Aterrorizado pelo auto-diagnóstico, em via pública, dentro de meia hora encontrava-me defronte de minha casa de residência, no arrabalde da Barra, apeando-me de um velho e pachorrento carro de aluguel, tendo ao “guidon” um provecto “chauffeur” de praça. Minha filha, sem tardança, conduziu-me, no seu automóvel, até o setor de emergência do Hospital Português, abençoado “Asklepieion”.

Atendido com presteza, lhaneza e proficiência, sedou-me a dor, em poucos minutos, o láudano ministrado.

Senti-me, provavelmente pela ação do fármaco do láudano, obnubilado e sonolento, experimentando fenômenos de deslumbramento e de trevas, perturbação da consciência e dos sentidos, entregando-me a devaneios, fantasias, e quimeras, manifestações oníricas amortalhadas por funéreos crepes de névoas espessas e densas e, às vezes, cintilantes.

Encontrei-me, arrastando-me, lasso, em um sinistro, sombrio e profundo vale lacrimoso dos mortos. Escutava urros, infinitos ais, gemidos, brados de dor e de ira, pois a eles não lhes era permitido o descanso da morte.

Assediei a vista e o ouvido para a planície lacrimosa das dores e em direção à margem de um assombroso rio. As legiões de almas inquietas enchiam o ar de queixas e lamentos. Aos poucos, minha fraca visão descortinava o vulto de um velho, de brancas cãs, que remava, de olhos ígneos e fixos, e que bradava, ameaçando com o remo, as almas condenadas e gritando, roufenho, lugubremente, que elas jamais veriam o Céu. Era o infernal e sinistro barqueiro Caron, que, em seu barco, transportava as almas condenadas, de choro lastimoso, para dentro da região do Hades, através do rio Acheron e de uma bifurcação do cabo Acherusian, chamada Eregli, na atual Turquia e que foi avistada pelos Argonautas. Aumentavam na multidão de malditos que perambulavam as lamurias na infernal geena, condenados a padecer eternamente, após a morte, na morada de Hades, que reinava sobre os mortos, chamado de “o invisível”, pelo uso do elmo ou capacete de invisibilidade; era irmão de Zeus e de Poseidon, e supervisionava o julgamento e a punição dos sentenciados

Reuni minhas débeis forças para arrastar-me até o barco do velho condutor ao inferno. O hálito do sinistro e escuro rio era miasmático, nauseante, mefítico. Súbito, avistei, próximo à funérea embarcação, uma diáfana e etérea imagem, de nívea túnica, envolvida em luminoso halo, andando suavemente sobre as águas. Virou-se lentamente, fitando-me com seus olhos profundos, plenos de misericórdia e mansidão, ergueu-me com mãos fortes e firmes e sorriu para mim, como se há muito me conhecesse. Carregou-me amorosamente no colo, qual um tenro infante. Era Jesus de Nazaré, o Cristo ressuscitado.
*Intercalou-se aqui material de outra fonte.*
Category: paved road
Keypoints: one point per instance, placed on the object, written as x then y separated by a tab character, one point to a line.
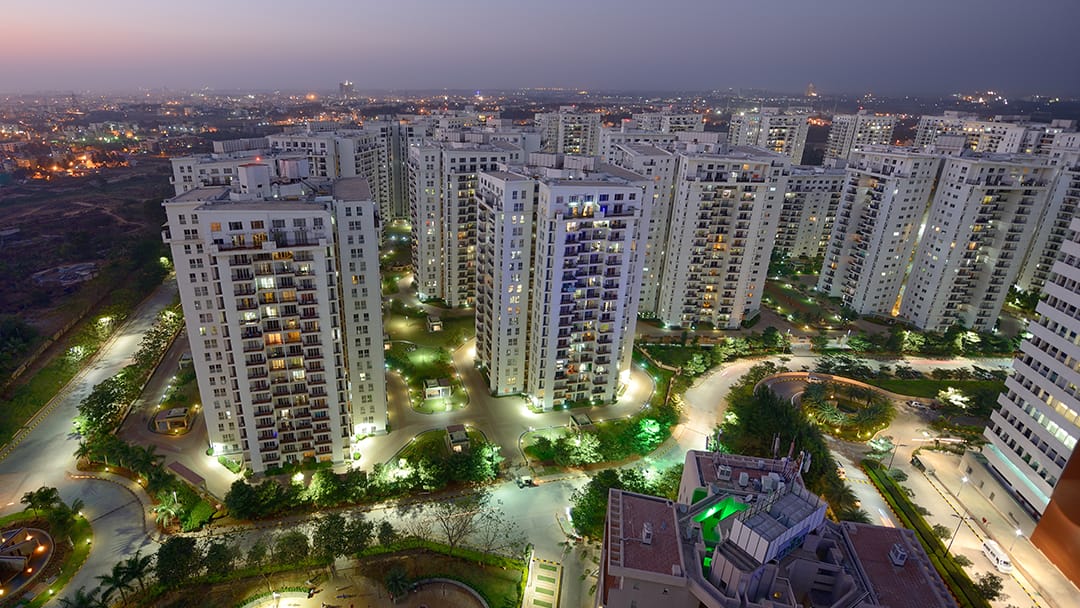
44	457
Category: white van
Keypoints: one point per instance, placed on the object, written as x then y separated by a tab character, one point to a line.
997	556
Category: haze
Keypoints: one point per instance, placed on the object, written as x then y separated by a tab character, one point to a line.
912	46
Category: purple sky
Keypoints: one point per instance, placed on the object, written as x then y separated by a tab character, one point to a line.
886	46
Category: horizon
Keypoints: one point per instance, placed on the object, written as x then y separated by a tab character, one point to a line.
840	45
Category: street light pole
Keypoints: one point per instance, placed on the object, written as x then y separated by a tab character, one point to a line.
957	531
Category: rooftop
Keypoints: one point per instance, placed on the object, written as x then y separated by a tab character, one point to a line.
915	584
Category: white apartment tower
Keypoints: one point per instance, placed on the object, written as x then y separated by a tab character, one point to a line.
769	129
569	132
1035	431
876	227
586	272
443	178
505	205
806	217
669	121
976	234
282	305
855	132
660	166
723	227
1053	228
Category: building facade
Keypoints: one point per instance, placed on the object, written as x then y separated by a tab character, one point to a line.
855	132
1031	436
885	197
806	217
770	129
282	302
723	227
443	178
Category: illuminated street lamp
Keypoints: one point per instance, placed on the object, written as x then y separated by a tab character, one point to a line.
1020	532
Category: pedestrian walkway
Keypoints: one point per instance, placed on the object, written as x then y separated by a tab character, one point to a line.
544	584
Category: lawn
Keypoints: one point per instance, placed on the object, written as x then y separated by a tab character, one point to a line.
432	444
928	388
27	399
790	302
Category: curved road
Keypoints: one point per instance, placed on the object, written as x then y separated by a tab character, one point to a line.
44	456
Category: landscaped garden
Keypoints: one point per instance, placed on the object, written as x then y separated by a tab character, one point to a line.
422	365
846	410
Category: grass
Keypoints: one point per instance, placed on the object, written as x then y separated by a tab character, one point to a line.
929	388
27	399
81	537
456	329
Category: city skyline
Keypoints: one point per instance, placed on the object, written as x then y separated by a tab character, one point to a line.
840	45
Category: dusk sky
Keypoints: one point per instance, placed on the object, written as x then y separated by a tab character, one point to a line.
886	46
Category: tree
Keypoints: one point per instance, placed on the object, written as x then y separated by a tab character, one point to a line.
455	519
358	536
387	534
242	500
325	488
42	499
256	555
167	510
292	548
988	585
137	567
118	579
179	559
396	582
329	537
82	598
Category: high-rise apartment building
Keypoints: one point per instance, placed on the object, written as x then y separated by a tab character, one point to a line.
559	265
723	226
855	132
976	234
282	302
670	121
659	166
586	274
1053	227
569	131
809	208
770	129
443	177
505	205
1035	431
876	227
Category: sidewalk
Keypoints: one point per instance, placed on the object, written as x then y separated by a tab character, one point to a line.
1047	584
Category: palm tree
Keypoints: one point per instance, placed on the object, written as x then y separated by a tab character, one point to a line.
117	580
82	599
167	509
41	499
137	568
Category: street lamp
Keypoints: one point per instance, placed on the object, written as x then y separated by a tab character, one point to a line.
894	446
1020	532
955	532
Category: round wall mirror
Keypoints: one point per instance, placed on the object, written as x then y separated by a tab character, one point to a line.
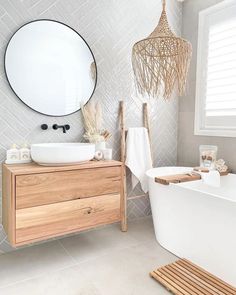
50	67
Logo, entregou-me à guarda de um jovem, belo e atlético, que se movia com destreza, usando sandálias e capacete alados, empunhando um caduceu de ouro, também provido de asas, encimado por duas serpentes entrelaçadas em sentido inverso. Foi o inventor da lira e da flauta de Pã. Em virtude da sua rapidez, tornou-se o mensageiro dos deuses e uma das suas tarefas era conduzir os mortos às profundezas subterrâneas dos infernos. Tratava-se de Hermes.

Súbito, senti-me envolvido por um remoinho, em cujo núcleo fui colocado, amparado por Hermes. O movimento em círculo, causado pelo cruzamento de ventos fortes e tempestuosos contrários, aumentou vertiginosamente, assumindo as proporções de um vendaval e, com poderoso impulso, alçou vôo em derrota do imaculado e luminoso firmamento do Olimpo, em movimento de elipse muito alongada, deixando atrás de si uma cauda nebulosa e gasosa, como se fosse um carrossel de fogo, seguido de chuvas de estrelas.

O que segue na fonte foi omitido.